Бродский: Никто. (Без вызова). А кто причислил меня к роду человеческому?
Судья: А вы учились этому?
Бродский: Чему?
Судья: Чтобы быть поэтом? Не пытались кончить вуз, где готовят… где учат…
Бродский: Я не думал, что это дается образованием.
Судья: А чем же?
Бродский: Я думаю, это… (растерянно)… от Бога…
Судья: У вас есть ходатайства к суду?
Бродский: Я хотел бы знать, за что меня арестовали.
Судья: Это вопрос, а не ходатайство.
Бродский: Тогда у меня ходатайства нет…
(Заседание суда Дзержинского района города Ленинграда, судья Савельева, 18.02.1964 г.)

До острова Сан-Микеле, где похоронен Бродский, от набережной Фондаменте Нове рукой подать – пять минут на вапоретто.

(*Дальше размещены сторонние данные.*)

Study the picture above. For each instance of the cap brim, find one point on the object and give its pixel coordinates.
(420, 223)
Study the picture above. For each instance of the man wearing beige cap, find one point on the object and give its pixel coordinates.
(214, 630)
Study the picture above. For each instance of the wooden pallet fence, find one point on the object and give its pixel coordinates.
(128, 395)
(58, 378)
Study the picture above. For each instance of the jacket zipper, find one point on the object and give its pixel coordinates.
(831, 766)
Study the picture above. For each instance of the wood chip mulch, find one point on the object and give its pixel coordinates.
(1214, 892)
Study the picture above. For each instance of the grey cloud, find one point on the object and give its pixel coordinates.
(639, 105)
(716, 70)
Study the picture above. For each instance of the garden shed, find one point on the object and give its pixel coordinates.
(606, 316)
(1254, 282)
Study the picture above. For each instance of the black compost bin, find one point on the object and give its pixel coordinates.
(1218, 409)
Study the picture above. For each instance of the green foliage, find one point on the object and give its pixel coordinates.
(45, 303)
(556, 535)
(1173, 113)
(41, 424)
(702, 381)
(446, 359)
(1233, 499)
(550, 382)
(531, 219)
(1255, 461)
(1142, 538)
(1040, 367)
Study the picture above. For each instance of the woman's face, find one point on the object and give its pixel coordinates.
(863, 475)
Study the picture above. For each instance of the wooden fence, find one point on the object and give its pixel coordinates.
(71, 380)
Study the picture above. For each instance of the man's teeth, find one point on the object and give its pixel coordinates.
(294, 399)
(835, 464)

Рядом с лодочным причалом можно купить цветы – среди роз, бегоний и гиацинтов есть и ромашки, которые здесь, в Венеции, выглядят как-то особенно трогательно. В голубых водах лагуны восемь лет назад установили памятник, хорошо видный с берега – Вергилий указывает Данте на остров Сан-Микеле, последнее пристанище Поэта. Лодка причаливает. Еще несколько минут мимо надгробий венецианской знати, мраморных мемориалов, ангелов, столетия склоняющих головы, мимо вечнозеленых пиний. Потом чуть левее – и вот светлая обычная плита, где только имя – по-русски и по-английски – и даты, из которых следует, что земной жизни ушедшему было отпущено неполных 56 лет. Дальше начиналась вечность.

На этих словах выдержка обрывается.